Summary judgment shall be granted if the pleadings, the discovery and disclosure materials on file, and any affidavits show that there is no genuine dispute as to any material fact and that the movant is entitled to judgment as a matter of law. Fed. R. Civ. P. 56(c). “By its very terms, this standard provides that the mere existence of some alleged factual dispute between the parties will not defeat an otherwise properly supported motion for summary judgment; the requirement is that there be no genuine issue of material fact.” Anderson v. Liberty Lobby, Inc., 477 U.S. 242, 247–48 (1986). “Only disputes over facts that might affect the outcome of the suit under the governing law will properly preclude the entry of summary judgment.” Id. at 248. “[S]ummary judgment will not lie if the dispute about a material fact is ‘genuine,’ that is, if the evidence is such that a reasonable jury could return a verdict for the nonmoving party.” Id. “[A]t the summary judgment stage the judge’s function is not himself to weigh the evidence and determine the truth of the matter but to determine whether there is a genuine issue for trial.” Id. at 249. The court should view the evidence in the light most

favorable to the non-moving party and draw all inferences in its favor.

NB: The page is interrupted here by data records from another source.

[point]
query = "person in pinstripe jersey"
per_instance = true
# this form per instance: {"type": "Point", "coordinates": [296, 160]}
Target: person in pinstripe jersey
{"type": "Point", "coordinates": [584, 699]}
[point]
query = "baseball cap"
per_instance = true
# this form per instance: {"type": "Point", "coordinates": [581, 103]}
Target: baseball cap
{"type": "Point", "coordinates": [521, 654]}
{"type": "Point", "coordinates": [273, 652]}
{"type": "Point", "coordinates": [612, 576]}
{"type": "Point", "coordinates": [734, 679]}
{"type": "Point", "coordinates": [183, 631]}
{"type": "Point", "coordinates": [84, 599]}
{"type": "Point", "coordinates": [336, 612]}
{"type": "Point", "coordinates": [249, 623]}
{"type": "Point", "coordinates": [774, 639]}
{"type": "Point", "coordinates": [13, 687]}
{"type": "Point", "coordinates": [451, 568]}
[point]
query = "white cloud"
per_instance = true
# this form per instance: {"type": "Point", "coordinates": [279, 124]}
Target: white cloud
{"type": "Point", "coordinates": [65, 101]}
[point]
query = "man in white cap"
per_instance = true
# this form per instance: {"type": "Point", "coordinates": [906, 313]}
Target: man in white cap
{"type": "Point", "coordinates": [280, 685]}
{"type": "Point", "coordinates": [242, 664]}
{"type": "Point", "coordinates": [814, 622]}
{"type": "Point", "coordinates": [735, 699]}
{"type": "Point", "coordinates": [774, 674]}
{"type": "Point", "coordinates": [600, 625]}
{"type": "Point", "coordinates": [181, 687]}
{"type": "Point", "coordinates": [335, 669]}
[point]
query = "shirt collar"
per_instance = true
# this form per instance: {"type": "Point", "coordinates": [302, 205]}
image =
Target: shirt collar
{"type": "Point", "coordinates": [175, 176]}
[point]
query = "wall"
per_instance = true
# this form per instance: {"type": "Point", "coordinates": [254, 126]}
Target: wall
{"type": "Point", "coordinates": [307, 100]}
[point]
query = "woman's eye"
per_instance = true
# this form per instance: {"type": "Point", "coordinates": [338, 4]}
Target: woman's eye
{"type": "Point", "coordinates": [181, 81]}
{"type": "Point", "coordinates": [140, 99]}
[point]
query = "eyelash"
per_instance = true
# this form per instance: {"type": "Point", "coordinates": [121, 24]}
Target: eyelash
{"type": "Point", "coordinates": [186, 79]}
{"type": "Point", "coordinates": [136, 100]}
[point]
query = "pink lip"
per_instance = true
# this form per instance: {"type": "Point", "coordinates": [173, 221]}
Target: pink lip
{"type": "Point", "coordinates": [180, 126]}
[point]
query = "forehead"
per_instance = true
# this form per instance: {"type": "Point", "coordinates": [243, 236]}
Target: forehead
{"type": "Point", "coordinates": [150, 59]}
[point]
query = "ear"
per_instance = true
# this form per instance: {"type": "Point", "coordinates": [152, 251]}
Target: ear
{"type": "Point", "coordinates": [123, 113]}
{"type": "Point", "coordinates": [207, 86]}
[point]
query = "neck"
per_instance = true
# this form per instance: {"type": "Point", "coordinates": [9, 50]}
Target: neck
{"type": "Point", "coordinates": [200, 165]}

Id. at 255. III. DISCUSSION The parties dispute whether the instant action falls within this court’s admiralty jurisdiction such that certain waivers of sovereign immunity by the United States apply. The court first summarizes the relevant law regarding admiralty jurisdiction and then considers the parties’ arguments regarding the same. The United States is immune from suit unless it has waived its sovereign immunity, thereby consenting to be sued. See, e.g., United States v. Thompson, 98 U.S. 486, 489 (1878). Absent an express waiver of sovereign immunity, federal courts

lack subject-matter jurisdiction over suits against the United States. United States v. Sherwood, 312 U.S. 584, 586 (1941). In cases of admiralty tort claims against the United States, the United States has waived its sovereign immunity under the Suits in Admiralty Act, 46 U.S.C. § 30901 et seq. (the “SAA”) and the Public Vessels Act 46 U.S.C. § 31101 et seq. (the “PVA”). The SAA permits suits against the United States where, “if a vessel were privately owned or operated, or if cargo were privately owned or possessed, or if a private person or property were involved, a civil action in admiralty could be maintained.” 46 U.S.C.